As you can see, the assumption many people have when they hear the word “DevOps” – “Oh, that means RM” – isn’t anywhere close to complete. It’s like saying that ALM is having your code in source control. And the goal we have in mind isn’t some kind of unrealistic paradise where we are all around the campfire telling stories and roasting marshmallows. As I heard recently by an Agile architect, “DevOps does not mean Operations and Devs hugging each other”. What he meant was, the point was getting it out in production as quickly as possible – and getting as much metrics back as possible. It’s more about efficiency than it is about making friends.

So there’s a lot to that formal definition of DevOps – “The collaboration of IT Operations and developers in deploying new software to benefit the business.”

 

The Importance of Culture

So if you want to “be DevOps”, don’t create a separate team and don’t search for some magic process or methodology. …your operations team to start speaking up and working with your development team about what could be done to reduce the operational complexity of the software. Figure out how to make your software easier to configure, easier to deploy, and easier to operate in general. Likewise, your development teams need to seriously listen to the operations group. They need to treat the operations team’s concerns just like they would treat any end-user feature request or bug request. After all, your operations team is simply another type of user of the development team’s software. (from http://www.devopsonwindows.com/it-takes-dev-and-ops-to-make-devops/ )

Changing culture is hard. For many developers, their individual influence won’t be enough to make headway in this change. (Although, do check out the Phoenix Project and the great Damien Edwards video “You Can’t Change Culture, but You Can Change Behavior and Behavior Becomes Culture” in my links below.) Based on personal experience, I believe DevOps does not work as a grass-roots or bottom up. You will need a CxO level advocate or an architect as a champion to move ahead.

Start out with a realistic view of what’s possible/achievable given the organizational makeup. Flat organizations do have a better track record of success. And keep in mind the important elements of culture your organization will have to demonstrate:

  • Collaboration
  • No-Blame Postmortems
  • High-trust culture
  • Experimentation and risk
  • Strong focus on continuous improvement
  • Good information flow and bridging between teams

I talked yesterday evening with someone that had an architect that realized their cloud-based infrastructure was costing them thousands of dollars monthly. He told the development team that they were going to be taking DevOps seriously – and that their environments would be completely disposable. Every night they would tear down their machines to a bare minimum – and every morning they’d rebuild them again. It worked brilliantly. That’s the kind of game-changer you need on your side.

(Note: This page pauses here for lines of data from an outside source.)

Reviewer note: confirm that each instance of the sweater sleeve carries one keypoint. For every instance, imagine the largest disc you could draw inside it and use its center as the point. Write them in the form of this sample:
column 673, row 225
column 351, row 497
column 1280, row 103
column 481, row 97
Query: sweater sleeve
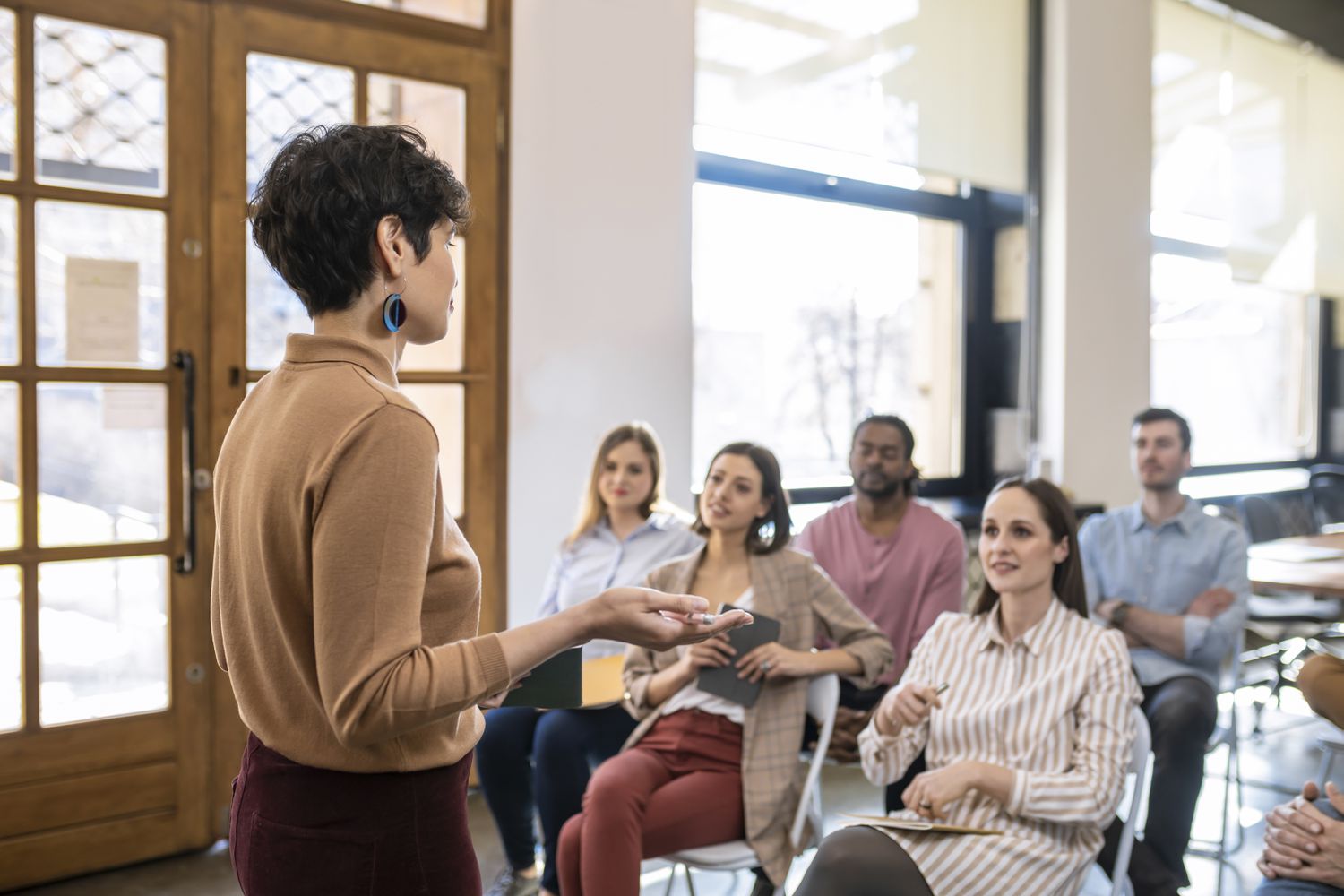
column 373, row 530
column 840, row 622
column 886, row 758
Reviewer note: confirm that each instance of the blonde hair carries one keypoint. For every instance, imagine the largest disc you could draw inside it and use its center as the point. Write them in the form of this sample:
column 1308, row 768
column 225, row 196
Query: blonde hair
column 591, row 508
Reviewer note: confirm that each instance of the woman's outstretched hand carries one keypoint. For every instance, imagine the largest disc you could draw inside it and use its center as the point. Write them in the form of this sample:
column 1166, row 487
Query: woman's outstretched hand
column 655, row 619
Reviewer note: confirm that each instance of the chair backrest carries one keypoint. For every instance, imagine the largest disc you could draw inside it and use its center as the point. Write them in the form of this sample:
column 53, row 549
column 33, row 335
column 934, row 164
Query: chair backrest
column 1137, row 767
column 823, row 699
column 1261, row 519
column 1325, row 493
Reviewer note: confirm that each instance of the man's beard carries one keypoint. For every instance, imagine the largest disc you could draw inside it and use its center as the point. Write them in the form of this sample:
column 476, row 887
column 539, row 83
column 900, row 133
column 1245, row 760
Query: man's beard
column 889, row 489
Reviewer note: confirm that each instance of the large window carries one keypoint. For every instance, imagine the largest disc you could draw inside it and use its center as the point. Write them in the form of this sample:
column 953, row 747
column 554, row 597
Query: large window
column 852, row 174
column 811, row 314
column 1246, row 231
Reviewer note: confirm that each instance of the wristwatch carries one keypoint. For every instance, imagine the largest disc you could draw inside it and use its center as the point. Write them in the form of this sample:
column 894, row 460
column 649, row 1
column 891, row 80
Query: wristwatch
column 1118, row 616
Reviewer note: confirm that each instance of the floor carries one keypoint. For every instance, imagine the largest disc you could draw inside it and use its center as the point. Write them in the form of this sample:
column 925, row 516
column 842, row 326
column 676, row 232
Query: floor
column 1273, row 767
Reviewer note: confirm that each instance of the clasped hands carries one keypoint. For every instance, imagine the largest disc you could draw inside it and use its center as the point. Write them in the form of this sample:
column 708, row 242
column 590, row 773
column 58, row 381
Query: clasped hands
column 1301, row 842
column 763, row 662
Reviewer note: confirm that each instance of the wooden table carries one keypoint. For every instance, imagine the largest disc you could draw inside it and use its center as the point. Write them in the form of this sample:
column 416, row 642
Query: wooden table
column 1322, row 578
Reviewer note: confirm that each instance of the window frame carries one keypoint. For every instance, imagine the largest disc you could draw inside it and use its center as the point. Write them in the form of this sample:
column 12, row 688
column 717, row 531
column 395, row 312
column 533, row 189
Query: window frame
column 981, row 214
column 1325, row 390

A study by Westrum in 2004 divided organizations into three general categories, based on their orientation and base characteristics. Is your company Pathological, Bureaucratic, or Generative?

(courtesy Puppet Labs)

If your organization is Pathological, the best advice I can give is to focus on what you can do, and keep your own house in order. Have CI and RM in place – but know in advance, your odds of instituting meaningful DevOps are fairly low. This is because these types of organizations do not lend themselves well to the cross-team collaboration that will be vital for your success. Bureaucratic organizations are relatively friendlier, but there still will be a significant amount of inertia for you to overcome. Forming a DevOps Center of Excellence here or bringing in outside consultants to help sway decisionmakers may be a difference-maker here. If you’re in a Generative organization, congratulations – your pilot efforts will likely be the first step on a successful road to DevOps that will make your work-life as a developer much, much happier. Automating tedious tasks and not getting drowned in firefighting or unplanned work means a happier YOU.

History reveals some seemingly counterintuitive facts about DevOps adoption rates – Curiously enough, larger organizations and Windows-based vs open-source orgs have a higher rate of success in adopting DevOps. Looser open-source or smaller teams may not have the consistent level of discipline it takes to make DevOps stick. (Maybe too much freedom is a bad thing?) And, some of the best success stories come from the worst starting point. Pain is a powerful catalyst for change. If things are going well or even just OK, there’ll likely be little impetus for something as far-reaching as DevOps.

In discussing with management the key points of DevOps, stress the following benefits:

  • Our ability to ship features quickly and speed of deployment will rise dramatically.
  • We’ll be able to react quicker to your feedback as stakeholders and incorporate them into our feature prioritization.
  • We’ll be able to recover from failed deployments quickly and have smooth rollbacks.
  • Happy cows make better cheese. DevOps practices increase employee satisfaction, which leads to better business outcomes. A strong IT org means a profitable company. DevOps practices lead to a strong IT org. DevOps will lead to a healthier team.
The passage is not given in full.